Tabela 1 - Média dos valores dos parâmetros calculados com radiografia (RX) e com computador (VDG).

Parâmetro  RX VDG p¤
AAR co 75,5 76 0,947
JAR co 2,27 2,13 0,715
Linha C co 5,37 5,49 0,796
AAR re 114,35 114,9 0,931
JAR re 3,7 3,85 0,822
Linha C re 7,47 7,76 0,662
AAR ev 139,35 134,3 0,521
JAR ev 4,67 4,66 0,985
Linha C ev 8,7 8,93 0,700
CCA  1,87 1,91 0,765
AAN 1,19 1,25 0,623
† valores dos AAR (co, re e ev) expressos em graus e valores dos demais parâmetros em centímetros; ¤ calculado pelo método ANOVA

    A análise da correlação entre os métodos mostrou coeficientes próximos de 1 em todos os parâmetros com significância estatística no teste de Sperman (Tabela-2).

Tabela 2 - Correlação entre os métodos de cálculos por radiografias e por computador.

Parâmetro  r * p
AAR co 0,84 0,012
JAR co 0,97  0,004
Linha C co 0,91 0,006
AAR re 0,93 0,005
JAR re 0,92 0,006
Linha C re 0,99 0,003
AAR ev 0,98  0,003
JAR ev 0,88 0,009
Linha C ev 0,99 0,003
CCA 0,84 0,116
AAN 0,92 0,006
* Coeficiente de correlação de Spearman

Discussão
A defecografia tem tido aplicação cada vez maior para a avaliação dos distúrbios funcionais colorretais 6, 7. Trata-se de método pouco invasivo, bem tolerado pelos pacientes e que oferece informações importantes quanto à dinâmica pélvica e fisiologia anorretal do paciente 5.
    No exame, diversos parâmetros podem ser mensurados como o ângulo anorretal, comprimento do canal anal, grau de abertura do ânus, comprimento do músculo puborretal, descenso perineal, esvaziamento retal após a evacuação, entre outros.

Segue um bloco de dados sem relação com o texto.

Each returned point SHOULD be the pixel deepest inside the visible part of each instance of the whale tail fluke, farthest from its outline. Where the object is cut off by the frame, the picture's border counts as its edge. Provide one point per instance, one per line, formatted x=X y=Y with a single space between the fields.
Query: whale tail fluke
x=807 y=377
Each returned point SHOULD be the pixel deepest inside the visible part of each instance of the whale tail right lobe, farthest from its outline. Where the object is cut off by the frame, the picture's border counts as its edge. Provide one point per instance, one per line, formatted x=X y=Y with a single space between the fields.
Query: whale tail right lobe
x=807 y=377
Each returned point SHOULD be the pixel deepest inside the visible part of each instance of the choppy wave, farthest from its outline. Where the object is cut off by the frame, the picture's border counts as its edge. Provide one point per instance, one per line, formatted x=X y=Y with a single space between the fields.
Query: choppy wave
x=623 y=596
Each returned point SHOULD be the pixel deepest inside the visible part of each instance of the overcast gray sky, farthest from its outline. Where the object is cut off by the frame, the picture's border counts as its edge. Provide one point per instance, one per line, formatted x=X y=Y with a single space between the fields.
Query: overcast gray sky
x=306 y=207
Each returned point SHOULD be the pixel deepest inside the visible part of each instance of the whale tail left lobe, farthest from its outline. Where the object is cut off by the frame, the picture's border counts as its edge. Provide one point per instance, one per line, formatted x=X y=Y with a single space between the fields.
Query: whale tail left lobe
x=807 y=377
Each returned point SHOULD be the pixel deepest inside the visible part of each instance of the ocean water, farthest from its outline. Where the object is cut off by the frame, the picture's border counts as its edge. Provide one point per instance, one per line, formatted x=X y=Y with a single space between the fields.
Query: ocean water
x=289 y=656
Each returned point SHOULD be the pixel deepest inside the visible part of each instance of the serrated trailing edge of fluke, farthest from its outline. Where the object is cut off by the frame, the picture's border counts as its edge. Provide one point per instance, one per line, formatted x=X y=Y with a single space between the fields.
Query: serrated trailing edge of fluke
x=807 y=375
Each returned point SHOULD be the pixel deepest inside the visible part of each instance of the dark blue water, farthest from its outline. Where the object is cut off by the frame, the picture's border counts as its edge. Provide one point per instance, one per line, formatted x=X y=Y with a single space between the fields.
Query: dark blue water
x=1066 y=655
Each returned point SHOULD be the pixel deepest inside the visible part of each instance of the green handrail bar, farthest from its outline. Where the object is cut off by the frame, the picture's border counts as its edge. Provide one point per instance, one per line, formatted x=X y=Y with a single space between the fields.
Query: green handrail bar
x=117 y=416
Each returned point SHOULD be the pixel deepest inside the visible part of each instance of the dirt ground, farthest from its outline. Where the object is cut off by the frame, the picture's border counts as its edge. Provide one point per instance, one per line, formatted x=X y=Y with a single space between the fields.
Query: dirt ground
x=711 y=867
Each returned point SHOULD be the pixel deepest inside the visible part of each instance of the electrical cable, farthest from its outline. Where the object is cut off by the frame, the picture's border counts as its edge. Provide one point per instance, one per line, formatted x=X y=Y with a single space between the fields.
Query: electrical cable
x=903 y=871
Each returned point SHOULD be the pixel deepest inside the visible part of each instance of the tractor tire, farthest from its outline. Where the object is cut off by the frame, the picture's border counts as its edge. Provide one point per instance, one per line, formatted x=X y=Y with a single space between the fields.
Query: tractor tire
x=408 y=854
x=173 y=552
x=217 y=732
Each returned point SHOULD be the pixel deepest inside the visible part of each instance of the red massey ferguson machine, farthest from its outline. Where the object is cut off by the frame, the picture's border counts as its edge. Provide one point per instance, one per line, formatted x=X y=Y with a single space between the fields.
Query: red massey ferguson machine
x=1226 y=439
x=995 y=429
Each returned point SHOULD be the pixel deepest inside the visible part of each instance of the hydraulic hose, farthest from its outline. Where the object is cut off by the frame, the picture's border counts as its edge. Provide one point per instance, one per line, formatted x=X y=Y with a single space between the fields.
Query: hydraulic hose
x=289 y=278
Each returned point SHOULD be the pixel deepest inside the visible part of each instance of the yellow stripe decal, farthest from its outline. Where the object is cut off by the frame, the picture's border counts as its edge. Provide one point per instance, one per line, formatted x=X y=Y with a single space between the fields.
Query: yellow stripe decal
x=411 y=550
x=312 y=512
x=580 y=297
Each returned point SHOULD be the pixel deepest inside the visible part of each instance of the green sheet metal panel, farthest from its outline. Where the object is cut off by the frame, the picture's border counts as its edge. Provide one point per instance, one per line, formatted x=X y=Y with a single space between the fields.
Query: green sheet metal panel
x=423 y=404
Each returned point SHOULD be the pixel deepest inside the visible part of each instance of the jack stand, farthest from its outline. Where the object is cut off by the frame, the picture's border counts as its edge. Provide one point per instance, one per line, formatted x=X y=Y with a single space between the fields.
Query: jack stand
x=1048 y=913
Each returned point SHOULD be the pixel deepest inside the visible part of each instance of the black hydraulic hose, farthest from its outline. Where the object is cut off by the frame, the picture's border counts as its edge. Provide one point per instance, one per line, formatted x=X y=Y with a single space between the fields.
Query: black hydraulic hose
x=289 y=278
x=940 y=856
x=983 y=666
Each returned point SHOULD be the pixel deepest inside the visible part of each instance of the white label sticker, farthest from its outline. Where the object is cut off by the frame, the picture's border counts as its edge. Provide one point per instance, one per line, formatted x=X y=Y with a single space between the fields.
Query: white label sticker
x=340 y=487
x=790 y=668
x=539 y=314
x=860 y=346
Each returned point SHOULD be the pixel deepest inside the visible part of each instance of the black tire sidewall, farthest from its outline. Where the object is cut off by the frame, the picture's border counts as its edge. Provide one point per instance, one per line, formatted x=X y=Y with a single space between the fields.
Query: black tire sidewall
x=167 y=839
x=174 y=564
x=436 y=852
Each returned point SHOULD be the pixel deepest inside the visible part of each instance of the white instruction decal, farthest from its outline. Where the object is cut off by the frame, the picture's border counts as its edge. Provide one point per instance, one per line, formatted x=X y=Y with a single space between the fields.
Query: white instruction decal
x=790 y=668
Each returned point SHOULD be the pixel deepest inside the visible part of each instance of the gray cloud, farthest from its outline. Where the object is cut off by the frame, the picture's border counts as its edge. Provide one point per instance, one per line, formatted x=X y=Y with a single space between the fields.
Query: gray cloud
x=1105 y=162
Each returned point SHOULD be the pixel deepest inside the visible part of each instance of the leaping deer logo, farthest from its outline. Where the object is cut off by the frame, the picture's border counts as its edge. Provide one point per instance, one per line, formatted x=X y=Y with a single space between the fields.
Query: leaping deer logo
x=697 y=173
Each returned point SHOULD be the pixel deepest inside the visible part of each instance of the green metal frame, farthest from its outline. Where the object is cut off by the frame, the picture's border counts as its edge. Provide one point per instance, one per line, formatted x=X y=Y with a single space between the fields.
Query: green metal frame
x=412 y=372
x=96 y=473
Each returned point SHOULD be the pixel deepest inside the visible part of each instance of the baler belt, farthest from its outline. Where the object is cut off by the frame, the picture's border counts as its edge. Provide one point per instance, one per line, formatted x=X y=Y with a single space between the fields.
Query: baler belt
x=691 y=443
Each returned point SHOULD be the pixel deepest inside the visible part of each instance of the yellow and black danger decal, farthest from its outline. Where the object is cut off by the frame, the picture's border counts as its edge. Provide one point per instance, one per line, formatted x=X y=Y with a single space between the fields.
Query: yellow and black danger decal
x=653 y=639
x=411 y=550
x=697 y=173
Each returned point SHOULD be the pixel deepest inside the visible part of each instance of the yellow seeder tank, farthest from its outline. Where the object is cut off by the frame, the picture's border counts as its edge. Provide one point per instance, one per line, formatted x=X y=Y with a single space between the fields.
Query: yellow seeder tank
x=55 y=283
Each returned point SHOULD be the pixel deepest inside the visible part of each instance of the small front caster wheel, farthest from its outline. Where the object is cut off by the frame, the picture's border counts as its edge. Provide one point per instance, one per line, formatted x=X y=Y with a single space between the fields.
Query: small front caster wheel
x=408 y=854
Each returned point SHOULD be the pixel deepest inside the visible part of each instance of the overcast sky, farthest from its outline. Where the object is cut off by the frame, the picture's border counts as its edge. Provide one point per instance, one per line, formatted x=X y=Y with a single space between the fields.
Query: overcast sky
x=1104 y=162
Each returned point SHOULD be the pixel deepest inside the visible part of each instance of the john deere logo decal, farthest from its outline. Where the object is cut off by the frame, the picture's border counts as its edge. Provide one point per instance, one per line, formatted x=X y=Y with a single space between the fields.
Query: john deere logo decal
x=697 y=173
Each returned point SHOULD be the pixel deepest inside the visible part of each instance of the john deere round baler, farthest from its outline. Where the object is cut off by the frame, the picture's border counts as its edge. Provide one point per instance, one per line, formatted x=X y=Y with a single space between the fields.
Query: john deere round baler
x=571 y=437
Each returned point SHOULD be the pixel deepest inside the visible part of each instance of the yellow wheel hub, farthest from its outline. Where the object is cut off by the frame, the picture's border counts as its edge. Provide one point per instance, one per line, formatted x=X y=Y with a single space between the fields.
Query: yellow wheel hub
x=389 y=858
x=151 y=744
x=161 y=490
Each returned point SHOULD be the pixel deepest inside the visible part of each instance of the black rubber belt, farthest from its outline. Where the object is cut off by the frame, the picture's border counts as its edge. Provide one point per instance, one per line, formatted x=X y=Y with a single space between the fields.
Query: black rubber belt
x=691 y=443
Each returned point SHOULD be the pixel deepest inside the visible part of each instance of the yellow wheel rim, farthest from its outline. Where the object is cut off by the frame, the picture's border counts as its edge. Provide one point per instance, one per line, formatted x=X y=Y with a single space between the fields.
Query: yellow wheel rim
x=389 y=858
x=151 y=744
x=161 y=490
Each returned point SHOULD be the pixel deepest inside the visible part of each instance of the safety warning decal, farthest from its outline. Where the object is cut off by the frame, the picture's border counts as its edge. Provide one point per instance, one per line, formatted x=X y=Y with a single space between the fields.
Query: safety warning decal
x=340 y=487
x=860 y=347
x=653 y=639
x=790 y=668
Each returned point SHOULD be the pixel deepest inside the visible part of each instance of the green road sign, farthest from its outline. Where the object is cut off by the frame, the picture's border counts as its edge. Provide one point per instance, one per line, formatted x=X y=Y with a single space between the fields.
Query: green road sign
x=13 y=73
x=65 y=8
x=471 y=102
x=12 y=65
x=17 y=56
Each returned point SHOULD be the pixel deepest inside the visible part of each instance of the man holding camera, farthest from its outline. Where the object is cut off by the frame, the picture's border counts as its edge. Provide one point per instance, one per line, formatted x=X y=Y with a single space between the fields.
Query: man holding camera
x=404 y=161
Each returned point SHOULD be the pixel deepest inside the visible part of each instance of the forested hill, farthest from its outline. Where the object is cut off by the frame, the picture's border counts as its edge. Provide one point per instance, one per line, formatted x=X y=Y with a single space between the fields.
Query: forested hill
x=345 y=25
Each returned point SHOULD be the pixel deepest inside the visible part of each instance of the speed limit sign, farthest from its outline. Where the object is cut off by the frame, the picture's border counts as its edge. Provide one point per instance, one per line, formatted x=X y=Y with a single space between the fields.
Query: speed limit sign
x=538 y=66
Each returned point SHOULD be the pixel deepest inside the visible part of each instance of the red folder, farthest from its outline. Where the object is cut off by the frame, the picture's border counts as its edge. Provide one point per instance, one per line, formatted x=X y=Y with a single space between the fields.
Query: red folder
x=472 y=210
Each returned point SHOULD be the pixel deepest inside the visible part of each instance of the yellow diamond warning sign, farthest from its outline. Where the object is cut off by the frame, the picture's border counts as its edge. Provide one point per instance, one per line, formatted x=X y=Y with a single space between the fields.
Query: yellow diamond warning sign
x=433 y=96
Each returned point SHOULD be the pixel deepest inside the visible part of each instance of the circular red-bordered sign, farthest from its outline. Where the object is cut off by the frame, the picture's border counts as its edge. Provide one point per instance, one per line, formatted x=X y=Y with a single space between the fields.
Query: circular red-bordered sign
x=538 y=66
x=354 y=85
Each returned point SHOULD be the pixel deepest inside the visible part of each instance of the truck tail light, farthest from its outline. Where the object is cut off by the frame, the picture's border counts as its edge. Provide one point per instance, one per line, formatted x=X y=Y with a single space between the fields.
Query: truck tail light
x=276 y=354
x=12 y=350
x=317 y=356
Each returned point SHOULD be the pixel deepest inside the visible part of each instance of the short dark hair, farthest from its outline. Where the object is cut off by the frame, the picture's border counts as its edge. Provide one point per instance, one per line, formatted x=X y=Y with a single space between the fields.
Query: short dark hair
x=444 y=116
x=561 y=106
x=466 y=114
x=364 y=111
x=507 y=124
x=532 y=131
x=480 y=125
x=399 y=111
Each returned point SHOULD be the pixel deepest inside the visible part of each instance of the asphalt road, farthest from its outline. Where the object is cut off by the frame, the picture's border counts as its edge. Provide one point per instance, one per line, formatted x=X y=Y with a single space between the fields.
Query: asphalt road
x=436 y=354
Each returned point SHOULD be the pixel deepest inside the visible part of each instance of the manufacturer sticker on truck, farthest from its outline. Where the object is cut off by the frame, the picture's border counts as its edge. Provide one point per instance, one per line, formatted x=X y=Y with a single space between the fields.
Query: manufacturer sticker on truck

Tais medidas são calculadas a partir das radiografias realizadas durante o exame, alegando-se dificuldade em se obterem os valores a partir da imagem registrada em vídeo pela fluoroscopia, por diversos motivos, entre os quais: digitalização e distorção das imagens 2, 6.
    Com o objetivo de superar esses obstáculos e dispensar a necessidade das radiografias, foi desenvolvido um programa, ANGDIST, capaz de calcular as medidas de ângulos e distâncias do exame, a partir de imagens digitalizadas da fluoroscopia gravada em vídeo. Esse programa trabalha com calibração horizontal e vertical independentes, eliminando dessa forma interferências decorrentes da distorção de imagem que ocorre na fluoroscopia 2.
    O presente estudo constatou forte correlação e concordância, entre o método convencional de cálculo com radiografias e o método proposto de cálculo por computador, dos parâmetros de ângulo anorretal, distância da junção anorretal e comprimento do puborretal, nas três fases do exame; comprimento do canal anal e abertura do canal anal.
    O grau de esvaziamento retal foi o único parâmetro defecográfico não avaliado por esse estudo, uma vez que em nosso serviço já é utilizado método computadorizado2, 8. Tal método consiste em calcular a diferença entre as áreas do reto contrastado nas fases de repouso e após a evacuação com auxílio de um programa de computação gráfica desenvolvido, em 1998, pelo Laboratório de Sistemas Integráveis (LSI) do Departamento de Engenharia Elétrica da Escola Politécnica da USP.
    Desde os estudos de Mahieu et col. (1984) em que se sugeriu a possibilidade de gravação do exame de fluoroscopia em vídeo, as radiografias têm permanecido como método de valor para avaliação e mensuração de parâmetros defecográficos. No entanto, diante da possibilidade de se realizarem tais medições por método que apresente eficácia similar e que não exponha o paciente a mais irradiação, além da recebida pela fluoroscopia, torna-se questionável o uso das radiografias 9, 10, 11. Neste contexto, o desenvolvimento do programa computadorizado denominado ANGDIST, que foi utilizado para cálculos de ângulos e distâncias, com correção almofada e calibração horizontal e vertical independentes, das imagens capturadas pelo computador; trouxe um grande avanço para este método de avaliação funcional da região pelvi-perineal.
    Apesar da exposição radioativa, durante o exame convencional com as radiografias, ter níveis considerados aceitáveis, a adoção do método computadorizado tornaria o exame mais inócuo 3, 11. Ratifica-se que grande número de pacientes submetidos ao exame se encontra na idade reprodutiva.
    Além disso, os custos não oferecem verdadeiro empecilho para adoção do método de videodefecografia computadorizada, uma vez que a tecnologia em informática necessária para tal está cada vez mais popular e acessível.
    Em suma, o método apresentado de cálculo por computador dos parâmetros defecográficos tem alta correlação com o método convencional, sendo recomendada sua aplicação por dispensar o uso de radiografias e, por conseguinte, menor exposição radioativa.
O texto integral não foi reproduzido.